786.苦渋の決断(蔵飛)
「あら。あなたは……。もう何十年も前に秀一といるところを見かけた気がするわ。でも、不思議ね。その頃と何も変わってない。もしかして、息子さんか何かかしら?」
 花を持って病室に現れた少年は、何も言わずに老婆に花を渡した。
「いい匂い。あの子の好きな花だわ。もしかして、あの子に頼まれて?」
 花束に顔を埋め、嬉しそうに目を細める。問われた少年は、ただ静かに頷いた。
「ありがとう。それと、ごめんなさいね。あの子、仕事が忙しいらしくて。あなたにこんなお遣いさせちゃって」
 ちょっと待ってね。老婆は手招く仕草をすると、サイドテーブルの引き出しから財布を取り出した。あるだけの紙を――と言っても3枚しかなかったが――抜き取り、少年に握らせる。
「ごめんね、これだけしかないけれど。もらって」
「……あ」
「いいの。もう私は使わないから」
「そう、ではなく」
「秀一に、宜しくね」
 何処にそんな力があるのか。老婆は少年の手を強く握りしめると、何かを願うように微笑んだ。

「母に、会ってきたそうですね」
 あの頃から、なんら変わらない姿。蔵馬の体に妖狐の妖気が戻り始めてから、蔵馬が年を取ることはなくなった。いや、それでも少しずつ年は取っているのだが、妖怪の青年期の長さは、人間のそれとは比較にならないほど長い。
「どうして分かる?」
「あなたの体から、病院の匂いがします」
「……狐め」
 それでも蔵馬は、日常生活を送るときはそれなりの年齢に見えるように姿を変えている。元は狐だからなのだろう。ただ専門は化けることではなく植物を操ることなので、妖怪や霊力の高い者には容易く見抜かれてしまう。死期が近いものも、同様。そのため、蔵馬はここ1ヶ月、母親の見舞いには行っていない。おそらく、この先母親が死ぬまで、会うことはないだろう。
「何しに行ったんですか?」
「花を、届けただけだ」
「お金は?」
「お前の財布から抜いた」
「……随分と、人間界の暮らしになれたんですね」
 顔を歪めて笑い、俺の唇に自分のそれを重ねる。押し倒そうとする蔵馬の手に、紙切れを握らせた。
「何?」
「駄賃らしい。お前が花を届けるように頼んだのだと、勘違いしていた」
「正さなかったんですか?」
「その必要もないだろう」
「優しいんですね」
 微笑まれ、胸が痛む。
 本当は、花を届けることが目的ではなかった。蔵馬の正体を、あの母親に告げるつもりだった。そうしなければ、蔵馬はこの先一生、母親を騙し続けた罪を背負うことになる。俺は、それがどうしても許せない。
「言わないのか?」
「何を?」
「お前の罪を」
「それはオレが背負っていくべきものですから」
 顔を歪め、それでも無理に微笑む蔵馬に苛立ちを覚える。
「お前は」
「言えなかったんでしょう? オレの正体」
「蔵馬」
「優しいんですね、あなたは。本当に」
 紙切れをサイドテーブルに置き、今度こそ俺の体を押し倒す。優しく唇を重ねてくる蔵馬に苛立ち、その端に歯を立てた。

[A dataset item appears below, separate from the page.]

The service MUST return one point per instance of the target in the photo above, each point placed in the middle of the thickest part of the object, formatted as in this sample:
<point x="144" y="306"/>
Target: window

 驚いて身を離す蔵馬に笑いながら、自分の唇についた血を舐め取る。
 優しくなどない。俺はただ嫌だっただけだ。蔵馬の中に罪と言う形であれ、母親がい続けることが。許せなかっただけだ。
 言えなかったのは、どう説明をしたらいいのか分からなかったから。実際に蔵馬を見せれば信じてもらえるだろうが、俺が口で説明したところで、あの母親は信じないだろう。その事を、失念していただけだ。蔵馬の与えた夢を、壊したくないと思ったからでは決してない。
「次は言う」
「だったら次は、予め、花代をあなたに渡しておきますよ」
 クスクスと笑いながらまた口づける。鉄臭い人間の血液。妖怪のそれより美味だと聞くが、今ではもう、特別美味いとも思わない。それは蔵馬の体が妖化していっている証なのか、それとも……。
 どうでもいいことだ。不味くなければ、構わない。
「蔵馬」
「ん?」
 忘れろ。今だけは。騙し続ける罪を。俺のことだけを考えろ。などと、言えるわけもない。
「……早くしろ」
 代わりの言葉を吐き出す俺に、蔵馬はややあって微笑むと、首筋に舌を這わせてきた。もうすぐで俺は、蔵馬のことしか考えられなくなる。
 蔵馬もそうなればいいと、心底思った。俺を抱いている間だけは、せめて。俺のことしか考えられないようになればいいと。そう思いながら。俺は強く、蔵馬を求めた。